2 thoughts on “Sega Genesis/Megadrive – Sega/MegaCD – Sega32x hardware Specs.

  1. The Z80 actually IS in the newer model Genesis, it’s just no longer a separate chip. Sega put both the Z80 and the PSG into the VDP IC to save on costs. SMS games work fine on the newer consoles, but you need a different adapter as the old one didn’t fit the newer consoles – it was a physical problem, not electrical. There are guides online that show how to chop up your adapter to work on the newer consoles if you so desire.

    Also, the rom area for the Genesis is 4 MBytes, not 1. Once you reached 4 MBytes, you needed bank selecting to access more; Sega provided a mapper chip that allowed up to 32 MBytes of rom, but only one game ever used it – SSF2, which had 6 MBytes of rom. Because it was the only game to ever use it, most people call it the SSF2 mapper chip, but it was just a standard Sega mapper used by developers for quite a few years.

    Finally for the Genesis, I don’t know why you include a SNR figure for the sound, which is completely wrong in any case. You should just remove it.

    With the Sega CD PCM chip, you need to change the “sampling wavelength” to sample rate, and the max is 12.5 MHz / 384 (the base frequency divided by the clock steps in the DSP), which is roughly 32.5 kilo samples per second.

    For the 32X, the 32X graphics can be over or under the Genesis/CD graphic, set on a pixel-to-pixel basis. There is no hardware texture mapping, rotation, or scaling. That’s all done using one of the SH2 processors. Sega would probably argue that the SH2 processor is hardware, therefore it’s hardware graphics processing, but that’s just playing with semantics. To anyone not trying to market something, rendering via a CPU is NOT considered hardware graphics processing. The only hardware Sega provided for graphics in the 32X is the ability to shift the graphics one pixel (yes, only one pixel), and a color filler which could write up to 256 words of a solid color to the frame buffer. In one sense, this was good as it meant you were only limited by how good your rendering code was, and in another sense it was bad as it meant you were limited to how good your rendering code was. 🙂

    The 32X sound is PWM, not PCM. It’s a subtle distinction, but important. It was stereo with the ability to use sample rates from 48 kHz.

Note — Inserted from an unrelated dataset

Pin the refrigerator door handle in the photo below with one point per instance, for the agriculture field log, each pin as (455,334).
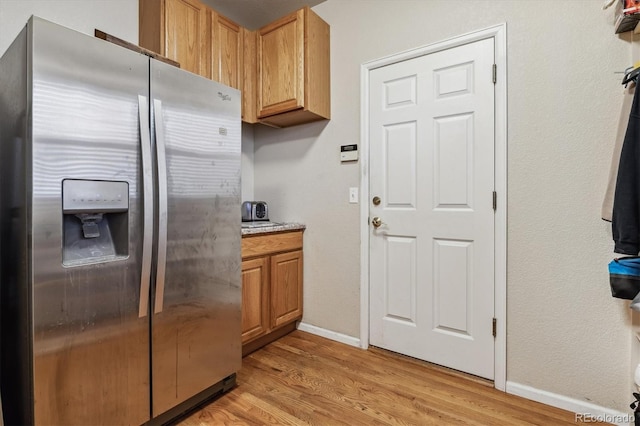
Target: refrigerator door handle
(147,191)
(162,205)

Note that below 16 kHz, you could get aliasing noise in the output (audible on SOME 32X consoles at 14 kHz), and above 40-some kHz, you’re wasting bus bandwidth for no real good reason. 22 kHz was a popular rate at the time, and most games used it. That rate for the PWM channels also meant you could mix four 8-bit samples into a single PWM value without losing any resolution. At 44 kHz, you can only mix two 8-bit samples unless you were willing to sacrifice a bit of resolution (9-bit PWM instead of 10-bit). Again, there’s no specialized hardware to aid in the sound. Just like the graphics, all sound mixing must be done by one of the processors. There’s no QSound hardware in the 32X; all QSound samples were preprocessed and stored in the game rom for playback.

  2. “The 32X sound is PWM, not PCM. It’s a subtle distinction, but important. It was stereo with the ability to use sample rates from 48 kHz.”

    It cut par of that line out, probably because I used less-than and greater than symbols. It should be “less-than 16 kHz to greater-than 48 kHz”.